The results of this method, compared to the method where we add fully connected layers at the output of the pre-trained models (as explained in the paper), are presented in the tables below. When the "deep" parameter is set to 1, fully connected layers are used. Conversely, when "deep" is set to 0, the aggregation method described in the previous paragraph is employed.
The images above can be replicated using the following commands (after running part 2-b):
python3 exp_classif_eval/main_doce_score.py -s "{'dataset':'URBAN-SOUND-8K'}" -d [0] -e results_classif_urbansound8k.png
python3 exp_classif_eval/main_doce_score.py -s "{'dataset':'SONYC-UST'}" -d [1] -e results_classif_sonycust.png
[1] Tailleur, M., Lagrange, M., Aumond, P., & Tourre, V. (2023, September). Spectral trancoder: using pretrained urban sound classifiers on undersampled spectral representations. In 8th Workshop on Detection and Classification of Acoustic Scenes and Events (DCASE).
[2] Tensorflow, “Sound classification with yamnet,” 2020, last access on 09/05/2023. [Online]. Source Code: https://github.com/tensorflow/models/tree/master/research/audioset/yamnet/.
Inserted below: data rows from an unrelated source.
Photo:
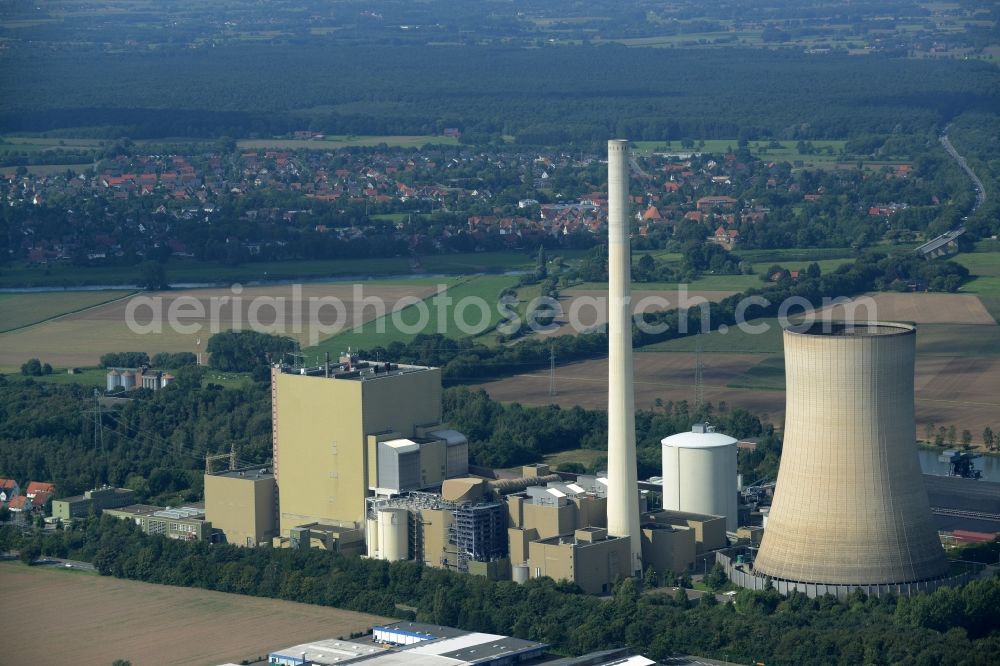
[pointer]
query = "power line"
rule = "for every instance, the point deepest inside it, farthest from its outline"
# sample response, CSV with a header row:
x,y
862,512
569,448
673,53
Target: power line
x,y
552,370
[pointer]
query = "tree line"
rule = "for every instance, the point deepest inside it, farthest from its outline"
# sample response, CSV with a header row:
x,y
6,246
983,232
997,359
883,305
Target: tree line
x,y
569,94
951,627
[3] Q. Kong, Y. Cao, T. Iqbal, Y. Wang, W. Wang, and M. D. Plumbley, “Panns: Large-scale pretrained audio neural net- works for audio pattern recognition,” IEEE/ACM Transac- tions on Audio, Speech, and Language Processing, vol. 28, pp. 2880–2894, 2020, publisher: IEEE. Source Code: https://github.com/qiuqiangkong/audioset_tagging_cnn. Available: https://arxiv.org/abs/1912.10211.
[4] F. Gontier, V. Lostanlen, M. Lagrange, N. Fortin, C. La- vandier, and J.-F. Petiot, “Polyphonic training set synthe- sis improves self-supervised urban sound classification,” The Journal of the Acoustical Society of America, vol. 149, no. 6, pp. 4309–4326, 2021, publisher: Acoustical Society of Amer- ica. Available: https://hal-nantes-universite.archives-ouvertes.fr/hal-03262863/.
This repo contains a yamnet
folder which is a pytorch port of the original YAMNet (link). It also contains a pann
folder which is the original PANN repository (link). We have extended the source codes with supplementary functionalities that are significant for our research.
The doce
folder of this repo contains the source code from the doce project (downloaded the 31/05/2023). As this project is still in progress, doce is not present in the requirements.txt
file, in order to ensure the reproductibility of the results.